UK’s Conservatives donate books

GISAGARA - Visiting members of the of the British Conservative Party (CP), led by Member of Parliament, Stephen Crabb, on Monday, donated 300 English language dictionaries to teacher trainees at Save Teacher Training College, in Gisagara District.

GISAGARA - Visiting members of the of the British Conservative Party (CP), led by Member of Parliament, Stephen Crabb, on Monday, donated 300 English language dictionaries to teacher trainees at Save Teacher Training College, in Gisagara District.

The 250 teachers are undertaking a two-week language course to help them improve their English language skills.
Crabb said that the donation was made possible through partnership with the company; PEARSON, one of the biggest publishers in the UK.

He said Project Umubano, which started four years ago, has been very successful in various community development projects in the areas of health and education.

“Every time we come to Rwanda we have a wonderful reception.
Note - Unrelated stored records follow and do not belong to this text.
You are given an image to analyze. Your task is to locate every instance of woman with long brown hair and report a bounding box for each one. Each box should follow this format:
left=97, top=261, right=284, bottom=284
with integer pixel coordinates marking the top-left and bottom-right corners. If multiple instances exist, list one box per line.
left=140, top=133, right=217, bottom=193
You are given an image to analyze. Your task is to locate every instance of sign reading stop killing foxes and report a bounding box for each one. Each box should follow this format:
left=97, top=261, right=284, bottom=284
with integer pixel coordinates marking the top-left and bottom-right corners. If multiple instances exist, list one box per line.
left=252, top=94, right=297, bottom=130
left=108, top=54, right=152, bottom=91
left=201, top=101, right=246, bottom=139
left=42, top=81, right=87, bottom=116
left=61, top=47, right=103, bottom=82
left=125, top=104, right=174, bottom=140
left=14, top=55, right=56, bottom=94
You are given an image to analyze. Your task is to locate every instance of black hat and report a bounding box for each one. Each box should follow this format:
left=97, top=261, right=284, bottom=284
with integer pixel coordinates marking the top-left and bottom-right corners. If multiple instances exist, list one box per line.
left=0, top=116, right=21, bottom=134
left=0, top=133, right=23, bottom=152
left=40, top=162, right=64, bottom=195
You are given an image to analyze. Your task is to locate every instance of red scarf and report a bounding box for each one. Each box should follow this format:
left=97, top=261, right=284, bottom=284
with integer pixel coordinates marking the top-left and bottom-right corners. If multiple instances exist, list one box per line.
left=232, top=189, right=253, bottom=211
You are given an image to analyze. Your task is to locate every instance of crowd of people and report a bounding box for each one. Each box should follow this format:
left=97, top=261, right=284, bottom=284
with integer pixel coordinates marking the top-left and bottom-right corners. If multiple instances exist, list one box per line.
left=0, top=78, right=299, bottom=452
We have built many friendships across the country,” Crabb said.

He added that the CP team in the country has eight Members of Parliament some of whom have just been elected.

“It is good to have them so that they understand Rwanda’s development and better understand international development,” he said.

Lydie Hakizimana, the Managing Director of DRAKKAR Limited, the representatives of PEARSON in Rwanda, said that a total of 1,300 dictionaries will be distributed in five different centres in the country.

She said that PEARSON was committed to supporting the English language training programme in Rwanda.

“Like the Umubano Project, we are keen on promoting English as a medium of instruction in Rwandan schools, that is why we decided to partner with them by making this donation,” said Hakizimana.

Johnson Ntagaramba, an official from the Teacher Service Commission, said that the training mainly targeted teachers who missed out on the previous training programme because they were involved in the marking of National Examinations.

According to Dr John Simpson, an advisor under the Rwanda English in Action Programme, teachers are faced with a challenge of lack of exposure to spoken English.

“Some know some little grammar and some vocabulary but they lack the confidence to practice English because they are conscious of making mistakes, especially in front of their students,” said Simpson.

“Part of the training is to help them build on that foundation and to give them the confidence to use English,” he added.